1) Methacrylic polymer material comprising, by weight: a) 85 to 92%, preferably 88 to 90%, of a methacrylic (co) polymer material mainly containing methyl methacrylate units, b) at least one halogenated polyphosphonate compound and c) at least one neutral halogenated ester compound of phosphoric acid with the conditions that the compounds (b) and (c) are compatible with the methyl methacrylate monomer or the methacrylic (co) polymer material and that the quantities, in weight percent, x of compound (b) and y of compound (c) are such that the sum x + y is between 6 and 15%, preferably between 10 and 12% relative to the total weight of the components (a), (b) and (c) and that x and y are equal to or greater than 3%, x being preferably greater than or equal to y.

2) Material according to claim 1, characterized in that the methacrylic material (co) polymer (a) consists, by weight, of 51 to 100%, preferably from 80 to 99% of units derived from the methyl methacrylate monomer and from 0 to 49%, preferably 1 to 20% by weight of units derived from monoethylenically unsaturated comonomers copolymerizable with methyl methacrylate.

3) Material according to claim 2, characterized in that the comonomer (s) with monoethylenic unsaturation are chosen from acrylic, methacrylic and vinylaromatic monomers.

4) Material according to one of claims 1 to 3, characterized in that the compound (b) is chlorinated polyphosphonate.

5) Material according to one of claims 1 to 4, characterized in that the compound (c) is a tris phosphate (haloalkyl) in which the halogen is chlorine or bromine and the alkyl group a from 1 to 4 carbon atoms.

6) Material according to one of claims 1 to 5, characterized in that it further comprises particles of at least one compound diffusing organic or mineral light (e).

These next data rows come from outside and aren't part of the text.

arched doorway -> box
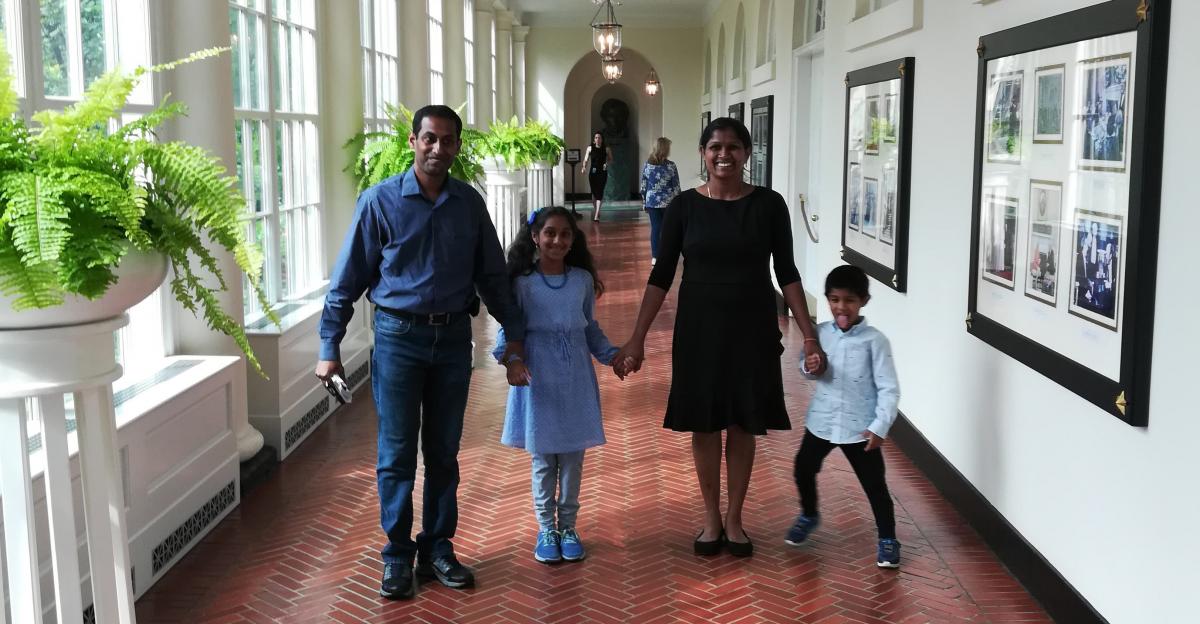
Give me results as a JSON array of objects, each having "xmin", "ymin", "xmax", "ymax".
[{"xmin": 563, "ymin": 48, "xmax": 663, "ymax": 206}]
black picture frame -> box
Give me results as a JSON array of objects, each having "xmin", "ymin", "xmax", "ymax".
[
  {"xmin": 700, "ymin": 111, "xmax": 711, "ymax": 181},
  {"xmin": 751, "ymin": 96, "xmax": 773, "ymax": 188},
  {"xmin": 841, "ymin": 57, "xmax": 914, "ymax": 293},
  {"xmin": 966, "ymin": 0, "xmax": 1171, "ymax": 426},
  {"xmin": 728, "ymin": 102, "xmax": 744, "ymax": 122},
  {"xmin": 565, "ymin": 148, "xmax": 581, "ymax": 164}
]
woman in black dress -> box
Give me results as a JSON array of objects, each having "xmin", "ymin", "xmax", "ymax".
[
  {"xmin": 615, "ymin": 118, "xmax": 826, "ymax": 557},
  {"xmin": 580, "ymin": 131, "xmax": 613, "ymax": 222}
]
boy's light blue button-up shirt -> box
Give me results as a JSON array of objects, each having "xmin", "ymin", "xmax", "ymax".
[{"xmin": 800, "ymin": 318, "xmax": 900, "ymax": 444}]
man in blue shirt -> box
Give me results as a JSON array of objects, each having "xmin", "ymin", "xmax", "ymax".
[{"xmin": 316, "ymin": 105, "xmax": 525, "ymax": 600}]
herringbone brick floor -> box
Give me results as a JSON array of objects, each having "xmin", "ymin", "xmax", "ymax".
[{"xmin": 136, "ymin": 218, "xmax": 1051, "ymax": 623}]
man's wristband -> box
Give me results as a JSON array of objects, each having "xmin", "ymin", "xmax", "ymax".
[{"xmin": 503, "ymin": 354, "xmax": 524, "ymax": 365}]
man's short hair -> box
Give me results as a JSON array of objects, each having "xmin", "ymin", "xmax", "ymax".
[
  {"xmin": 411, "ymin": 104, "xmax": 463, "ymax": 138},
  {"xmin": 825, "ymin": 264, "xmax": 870, "ymax": 299}
]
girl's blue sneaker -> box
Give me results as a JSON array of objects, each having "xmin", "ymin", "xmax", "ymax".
[
  {"xmin": 534, "ymin": 529, "xmax": 562, "ymax": 563},
  {"xmin": 877, "ymin": 538, "xmax": 901, "ymax": 568},
  {"xmin": 784, "ymin": 514, "xmax": 820, "ymax": 546},
  {"xmin": 559, "ymin": 527, "xmax": 586, "ymax": 562}
]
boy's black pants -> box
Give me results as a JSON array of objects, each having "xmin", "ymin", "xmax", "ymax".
[{"xmin": 793, "ymin": 429, "xmax": 896, "ymax": 540}]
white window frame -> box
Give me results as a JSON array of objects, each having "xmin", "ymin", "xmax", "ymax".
[
  {"xmin": 361, "ymin": 0, "xmax": 398, "ymax": 132},
  {"xmin": 489, "ymin": 18, "xmax": 496, "ymax": 123},
  {"xmin": 231, "ymin": 0, "xmax": 324, "ymax": 325},
  {"xmin": 463, "ymin": 0, "xmax": 474, "ymax": 124},
  {"xmin": 808, "ymin": 0, "xmax": 826, "ymax": 41},
  {"xmin": 427, "ymin": 0, "xmax": 443, "ymax": 104}
]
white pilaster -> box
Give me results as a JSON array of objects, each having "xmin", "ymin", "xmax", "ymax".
[
  {"xmin": 512, "ymin": 25, "xmax": 529, "ymax": 122},
  {"xmin": 443, "ymin": 0, "xmax": 468, "ymax": 112},
  {"xmin": 494, "ymin": 9, "xmax": 514, "ymax": 122},
  {"xmin": 158, "ymin": 0, "xmax": 264, "ymax": 461},
  {"xmin": 473, "ymin": 0, "xmax": 494, "ymax": 128},
  {"xmin": 401, "ymin": 0, "xmax": 431, "ymax": 106},
  {"xmin": 317, "ymin": 0, "xmax": 364, "ymax": 271}
]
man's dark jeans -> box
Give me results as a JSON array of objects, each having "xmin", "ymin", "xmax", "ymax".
[{"xmin": 372, "ymin": 310, "xmax": 473, "ymax": 564}]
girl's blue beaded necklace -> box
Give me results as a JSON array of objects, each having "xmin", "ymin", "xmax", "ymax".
[{"xmin": 538, "ymin": 265, "xmax": 570, "ymax": 289}]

7) Material according to one of claims 1 to 6, characterized in that it further comprises at least one impact-enhancing compound (d).

8) Material according to one of claims 1 to 7, characterized in that it is in the form of granules or pearls.

9) Material according to one of claims 1 to 7, characterized in that it is in the form of a plate. 10) Material according to claim 9, characterized in that the plate has a thickness between 2 and 30 mm, preferably between 3 and 15 mm and very particularly between 3 and 8 mm.

11) A method of manufacturing methacrylic polymer material according to one of claims 1 to 8, in the form of beads or granules by hot mixing of at least the material (co) polymer methacrylic (a), of compound (b) and of compound (c) and optionally compounds (d) and (e).

12) Process for manufacturing methacrylic polymer material according to one of claims 1 to 7, 9 and 10, in the form of a plate, by radical polymerization of a polymerizable methacrylic composition comprising a polymerizable element to form the (co) polymerizable methacrylic material (a), at least one compound (b) and at least one compound (c) and optionally the compounds (d) and (e), this polymerizable methacrylic composition being placed in a mold formed by two mineral glass plates separated by a joint, according to the so-called casting process. 13) A method of manufacturing methacrylic polymer material according to claim

12, wherein the polymerizable methacrylic composition comprises a polymerizable element consisting of 51 to 100%, preferably 80 to 99% by weight of methyl methacrylate component and 0 to 49%, preferably 1 to 20% by weight of comonomer (s) with monoethylenic unsaturation copolymerizable (s) with methyl methacrylate and optionally a polyfunctional polymerization agent, a polymerization initiator, a chain transfer agent, a release agent, an oxidizing agent.

14) Shaped article obtained by extrusion, injection or compression of a polymeric material according to claim 8.